Pria berwajah tampan itu, masih enggan tersenyum. Berusaha mencari keberadaan putrinya melalui sahabat lama yang berada di Marseille.
"Aku yakin Pierre akan membantuku mencari Solenne dan Gabriel, karena dia memiliki toko roti dan rekan mereka sangat luas," Siclandus bergumam dalam hati, meraih telpon genggam menghubungi sahabat terbaiknya.
Sambungan telepon terhubung, Siclandus sangat berharap sahabatnya akan menjawab dengan sangat cepat.
"Hmm, kemana dia. Apakah Pierre tidak mengingatku lagi?" Siclandus bergumam dalam hati.

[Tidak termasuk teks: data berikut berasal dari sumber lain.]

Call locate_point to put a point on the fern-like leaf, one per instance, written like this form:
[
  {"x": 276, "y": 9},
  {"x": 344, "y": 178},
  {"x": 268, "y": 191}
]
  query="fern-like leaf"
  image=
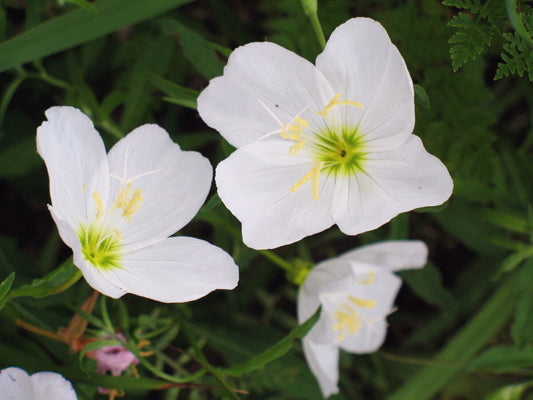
[
  {"x": 518, "y": 58},
  {"x": 470, "y": 40}
]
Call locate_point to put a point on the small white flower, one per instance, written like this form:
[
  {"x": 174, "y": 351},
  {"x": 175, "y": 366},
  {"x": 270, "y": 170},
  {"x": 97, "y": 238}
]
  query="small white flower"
[
  {"x": 356, "y": 291},
  {"x": 16, "y": 384},
  {"x": 116, "y": 211},
  {"x": 320, "y": 145}
]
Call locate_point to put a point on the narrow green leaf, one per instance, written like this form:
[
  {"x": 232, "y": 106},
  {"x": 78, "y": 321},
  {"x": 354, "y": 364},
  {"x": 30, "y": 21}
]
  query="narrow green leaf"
[
  {"x": 55, "y": 282},
  {"x": 196, "y": 49},
  {"x": 510, "y": 392},
  {"x": 78, "y": 27},
  {"x": 421, "y": 97},
  {"x": 84, "y": 4},
  {"x": 276, "y": 351},
  {"x": 156, "y": 60},
  {"x": 503, "y": 358},
  {"x": 424, "y": 384},
  {"x": 177, "y": 94},
  {"x": 4, "y": 289}
]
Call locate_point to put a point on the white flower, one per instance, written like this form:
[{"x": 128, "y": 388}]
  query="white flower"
[
  {"x": 356, "y": 291},
  {"x": 320, "y": 145},
  {"x": 16, "y": 384},
  {"x": 116, "y": 211}
]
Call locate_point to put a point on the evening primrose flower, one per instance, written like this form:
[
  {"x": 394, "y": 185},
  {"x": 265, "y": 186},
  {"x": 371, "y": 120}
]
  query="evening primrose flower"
[
  {"x": 116, "y": 211},
  {"x": 16, "y": 384},
  {"x": 320, "y": 145},
  {"x": 356, "y": 291}
]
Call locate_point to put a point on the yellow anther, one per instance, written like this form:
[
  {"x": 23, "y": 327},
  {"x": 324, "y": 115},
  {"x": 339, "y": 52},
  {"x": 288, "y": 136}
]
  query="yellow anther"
[
  {"x": 314, "y": 174},
  {"x": 301, "y": 121},
  {"x": 362, "y": 302},
  {"x": 297, "y": 147},
  {"x": 129, "y": 200},
  {"x": 117, "y": 234},
  {"x": 335, "y": 102},
  {"x": 368, "y": 280},
  {"x": 347, "y": 320},
  {"x": 99, "y": 206}
]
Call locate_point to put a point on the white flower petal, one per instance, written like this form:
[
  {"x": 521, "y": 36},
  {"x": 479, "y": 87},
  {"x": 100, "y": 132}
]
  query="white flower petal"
[
  {"x": 16, "y": 384},
  {"x": 326, "y": 277},
  {"x": 52, "y": 386},
  {"x": 95, "y": 277},
  {"x": 393, "y": 182},
  {"x": 363, "y": 65},
  {"x": 178, "y": 269},
  {"x": 285, "y": 82},
  {"x": 255, "y": 185},
  {"x": 76, "y": 161},
  {"x": 393, "y": 255},
  {"x": 369, "y": 338},
  {"x": 323, "y": 361},
  {"x": 174, "y": 183}
]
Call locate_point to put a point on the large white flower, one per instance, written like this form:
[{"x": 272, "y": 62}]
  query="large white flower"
[
  {"x": 16, "y": 384},
  {"x": 116, "y": 211},
  {"x": 356, "y": 291},
  {"x": 320, "y": 145}
]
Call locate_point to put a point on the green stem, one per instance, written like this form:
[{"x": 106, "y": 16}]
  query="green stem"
[
  {"x": 277, "y": 260},
  {"x": 310, "y": 9},
  {"x": 472, "y": 338}
]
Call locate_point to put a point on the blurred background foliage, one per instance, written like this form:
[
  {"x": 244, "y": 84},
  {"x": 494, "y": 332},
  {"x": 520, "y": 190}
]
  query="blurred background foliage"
[{"x": 464, "y": 325}]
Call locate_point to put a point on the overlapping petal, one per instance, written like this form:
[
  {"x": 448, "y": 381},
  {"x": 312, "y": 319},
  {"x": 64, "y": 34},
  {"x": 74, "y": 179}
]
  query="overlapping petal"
[
  {"x": 75, "y": 157},
  {"x": 392, "y": 182},
  {"x": 16, "y": 384},
  {"x": 362, "y": 64},
  {"x": 174, "y": 183},
  {"x": 356, "y": 291},
  {"x": 255, "y": 73},
  {"x": 255, "y": 184}
]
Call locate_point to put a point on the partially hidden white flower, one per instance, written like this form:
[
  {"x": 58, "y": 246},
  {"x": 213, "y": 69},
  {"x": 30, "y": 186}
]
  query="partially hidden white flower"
[
  {"x": 16, "y": 384},
  {"x": 117, "y": 211},
  {"x": 320, "y": 145},
  {"x": 356, "y": 291}
]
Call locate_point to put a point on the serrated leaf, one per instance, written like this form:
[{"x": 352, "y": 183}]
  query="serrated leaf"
[
  {"x": 276, "y": 351},
  {"x": 503, "y": 358},
  {"x": 4, "y": 289},
  {"x": 55, "y": 282},
  {"x": 196, "y": 49},
  {"x": 78, "y": 27},
  {"x": 470, "y": 39}
]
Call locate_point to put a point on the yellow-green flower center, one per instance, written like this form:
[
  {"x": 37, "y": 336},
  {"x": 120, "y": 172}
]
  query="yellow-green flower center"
[
  {"x": 341, "y": 151},
  {"x": 100, "y": 247}
]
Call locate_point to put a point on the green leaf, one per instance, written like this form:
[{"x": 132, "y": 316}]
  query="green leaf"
[
  {"x": 510, "y": 392},
  {"x": 503, "y": 358},
  {"x": 276, "y": 351},
  {"x": 511, "y": 7},
  {"x": 4, "y": 289},
  {"x": 156, "y": 59},
  {"x": 196, "y": 49},
  {"x": 421, "y": 96},
  {"x": 83, "y": 4},
  {"x": 78, "y": 27},
  {"x": 177, "y": 94},
  {"x": 55, "y": 282},
  {"x": 19, "y": 158}
]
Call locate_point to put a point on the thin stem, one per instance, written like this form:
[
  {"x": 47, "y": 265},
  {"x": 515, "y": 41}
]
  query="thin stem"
[{"x": 277, "y": 260}]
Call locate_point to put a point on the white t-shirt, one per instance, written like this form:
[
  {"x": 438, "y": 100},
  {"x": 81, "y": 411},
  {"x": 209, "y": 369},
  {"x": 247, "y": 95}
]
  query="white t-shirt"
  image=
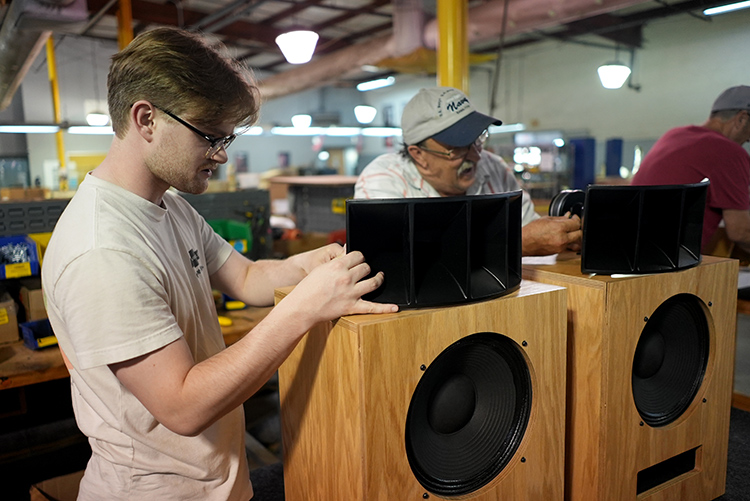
[
  {"x": 393, "y": 176},
  {"x": 123, "y": 277}
]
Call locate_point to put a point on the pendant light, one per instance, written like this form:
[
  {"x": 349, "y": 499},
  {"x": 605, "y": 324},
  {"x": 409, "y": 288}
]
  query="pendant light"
[{"x": 298, "y": 45}]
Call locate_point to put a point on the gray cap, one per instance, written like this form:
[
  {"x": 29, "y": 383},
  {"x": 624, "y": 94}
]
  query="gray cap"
[
  {"x": 444, "y": 114},
  {"x": 734, "y": 98}
]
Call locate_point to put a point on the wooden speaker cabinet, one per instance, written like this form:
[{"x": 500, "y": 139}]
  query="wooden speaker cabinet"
[
  {"x": 456, "y": 402},
  {"x": 649, "y": 382}
]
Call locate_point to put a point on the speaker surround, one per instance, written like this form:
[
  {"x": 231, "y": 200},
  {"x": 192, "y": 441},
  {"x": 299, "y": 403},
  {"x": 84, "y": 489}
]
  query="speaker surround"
[
  {"x": 670, "y": 360},
  {"x": 468, "y": 414},
  {"x": 453, "y": 402}
]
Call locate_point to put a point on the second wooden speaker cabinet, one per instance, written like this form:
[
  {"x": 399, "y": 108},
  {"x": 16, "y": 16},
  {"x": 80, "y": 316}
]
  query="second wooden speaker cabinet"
[
  {"x": 457, "y": 402},
  {"x": 649, "y": 383}
]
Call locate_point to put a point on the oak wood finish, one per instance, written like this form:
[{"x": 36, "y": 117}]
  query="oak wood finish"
[
  {"x": 606, "y": 444},
  {"x": 346, "y": 389}
]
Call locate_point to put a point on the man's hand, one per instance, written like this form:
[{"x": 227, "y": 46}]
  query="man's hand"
[
  {"x": 334, "y": 289},
  {"x": 551, "y": 235},
  {"x": 310, "y": 260}
]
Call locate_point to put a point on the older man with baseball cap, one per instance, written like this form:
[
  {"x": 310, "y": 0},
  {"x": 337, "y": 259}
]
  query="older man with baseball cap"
[
  {"x": 713, "y": 150},
  {"x": 442, "y": 156}
]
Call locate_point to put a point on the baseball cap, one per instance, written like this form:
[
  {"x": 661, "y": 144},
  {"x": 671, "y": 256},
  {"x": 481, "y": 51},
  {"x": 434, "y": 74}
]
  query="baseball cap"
[
  {"x": 444, "y": 114},
  {"x": 734, "y": 98}
]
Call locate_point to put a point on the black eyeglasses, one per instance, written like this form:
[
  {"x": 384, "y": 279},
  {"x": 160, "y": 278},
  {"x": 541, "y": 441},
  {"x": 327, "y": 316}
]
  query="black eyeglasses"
[
  {"x": 456, "y": 153},
  {"x": 217, "y": 143}
]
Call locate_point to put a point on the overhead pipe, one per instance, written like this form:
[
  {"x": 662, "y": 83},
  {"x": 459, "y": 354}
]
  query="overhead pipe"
[
  {"x": 525, "y": 15},
  {"x": 55, "y": 89},
  {"x": 124, "y": 23},
  {"x": 408, "y": 19},
  {"x": 483, "y": 24},
  {"x": 453, "y": 49}
]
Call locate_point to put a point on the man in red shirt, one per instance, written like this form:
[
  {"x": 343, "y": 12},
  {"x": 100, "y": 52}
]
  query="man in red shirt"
[{"x": 713, "y": 150}]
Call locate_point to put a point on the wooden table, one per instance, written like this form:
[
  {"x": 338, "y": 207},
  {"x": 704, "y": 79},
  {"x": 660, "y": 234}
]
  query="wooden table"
[{"x": 20, "y": 366}]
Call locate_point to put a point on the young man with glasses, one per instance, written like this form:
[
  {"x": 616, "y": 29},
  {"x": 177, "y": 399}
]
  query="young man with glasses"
[
  {"x": 443, "y": 156},
  {"x": 128, "y": 278},
  {"x": 689, "y": 154}
]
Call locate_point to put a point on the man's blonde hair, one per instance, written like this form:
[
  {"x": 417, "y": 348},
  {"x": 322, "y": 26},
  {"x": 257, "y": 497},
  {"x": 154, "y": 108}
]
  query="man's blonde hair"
[{"x": 180, "y": 72}]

Sang Pangeran penerus kerajaan Bordeaux meletakkan handphone miliknya diatas meja. Dia hanya ingin mencari informasi tentang putri tercinta.
"Kemana perginya Gabriel dan Solenne, kenapa mereka tidak mau memberi kabar apapun kepada keluarga hmm," Siclandus memilih kembali kekamarnya, yang bersebelahan dengan kamar istri tercinta.
Pintu connecting menghubungkan antara kamar pribadinya dan kamar Luisa, ketika mereka sedang berselisih paham seperti saat ini.
"Sayang, Luisa! apakah hari ini kamu tidak merindukan aku?" Siclandus menciptakan suasana hati yang gembira demi mendapatkan perhatian Luisa kembali.
Luisa sangat memahami bagaimana perasaan suaminya, sengaja menekan tombol hijau agar pintu connecting terbuka lebar. Menunggu kehadiran cinta sejatinya untuk menghabiskan waktu bersama.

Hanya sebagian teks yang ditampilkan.